Nintendo's (NTDOY 0.62%) stock recently hit a 52-week high after its six-month earnings report impressed investors with robust top revenue growth. Its revenue rose 14% annually to 443.97 billion yen ($4.1 billion), thanks to a 33% jump in Switch revenue.
Its total Switch shipments surged 37% to 6.93 million units as shipments of the new Switch Lite offset a 2% dip in shipments of full-size Switches. Nintendo also stated that it had shipped 41.7 million Switch consoles since its launch in March 2017.
That's great news for Nintendo, but is it also a big catalyst for NVIDIA (NVDA 1.44%), which supplies a crucial chip for the Switch and Switch Lite?
Why is NVIDIA a Nintendo supplier?
NVIDIA's Tegra SoCs (system on chips) combine an ARM-based CPU, a GPU, and other components into a single module. NVIDIA originally tried to sell its Tegra SoCs to smartphone makers, but it lost that market to Qualcomm.
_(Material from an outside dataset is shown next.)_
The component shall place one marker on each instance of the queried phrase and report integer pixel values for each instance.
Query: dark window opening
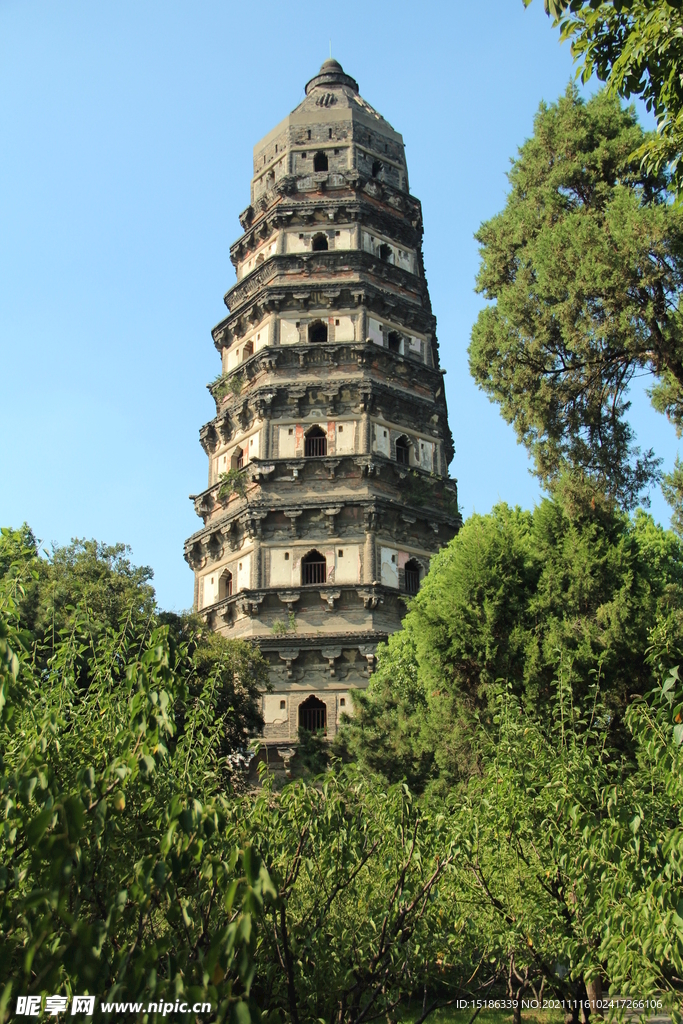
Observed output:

But instead of abandoning the Tegra, NVIDIA pivoted the chipset toward connected cars, driverless computers, gaming tablets, and set-top boxes. It also showcased its latest Tegra chips in its Shield devices over the past six years, and its robust gaming performance in the Shield tablet and set-top box convinced Nintendo to install the Tegra in the Switch -- which seamlessly "switches" between handheld and home console modes.
That was a major victory against AMD (AMD 0.13%), which produces the core chipsets for Sony's (SONY 1.50%) PS4 and Microsoft's (MSFT 1.50%) Xbox One. AMD's APUs (accelerated processing units) -- which also merge a CPU and GPU -- are beefier, but aren't optimized for handheld gaming devices.
How much revenue does NVIDIA generate from Nintendo?
NVIDIA's Tegra revenue rose from $1.53 billion in fiscal 2018 to $1.54 billion in 2019. But in the first half of fiscal 2020 (which started on Jan. 30 and ended on July 28), its Tegra revenue fell 26% annually to $673 million, mainly due to lower SoC sales for the Switch. NVIDIA generates most of its Tegra revenue from Nintendo and automakers, and the rest from makers of drones, robots, edge computing gadgets, and other devices.
NVIDIA reports its automotive revenue separately, so by subtracting that total from its total Tegra revenue -- and assuming that Nintendo generates most of the remaining revenue -- we can assume that the Japanese video giant accounted for 5%-10% of NVIDIA's total revenue since the Switch's launch.
NVIDIA notes that no single customer accounted for over 10% of its total revenue in 2018, 2019, and the first half of 2020. Therefore, it's likely that Nintendo remains a major customer and accounts for a high single-digit percentage of NVIDIA's total revenue.
Investors should mind the unknowns
It's easy for investors to assume that robust Switch sales will boost NVIDIA's Tegra revenue. However, NVIDIA's Tegra sales declined in the first half of the year as Nintendo's Switch sales rose. Moreover, stronger sales of Tegra chips for cars offset softer sales of gaming SoCs for the Switch during that period.
Therefore, it's likely that Nintendo already accumulated a large supply of Tegra X1 chips and isn't placing new orders from NVIDIA every quarter -- so we shouldn't assume that strong Switch sales immediately generate growth for NVIDIA's Tegra business. Nonetheless, the Switch Lite's impressive launch remains a long-term tailwind for NVIDIA, since it points toward robust holiday sales and additional growth in 2020.
Nintendo is also rumored to be developing a higher-end "Switch Pro" to counter the PS5 and next-gen Xbox next year, and it might be powered by a new Tegra-based SoC. But for now investors should pay closer attention to the health of NVIDIA's core gaming GPU business when the chipmaker reports its third-quarter earnings on Nov. 14.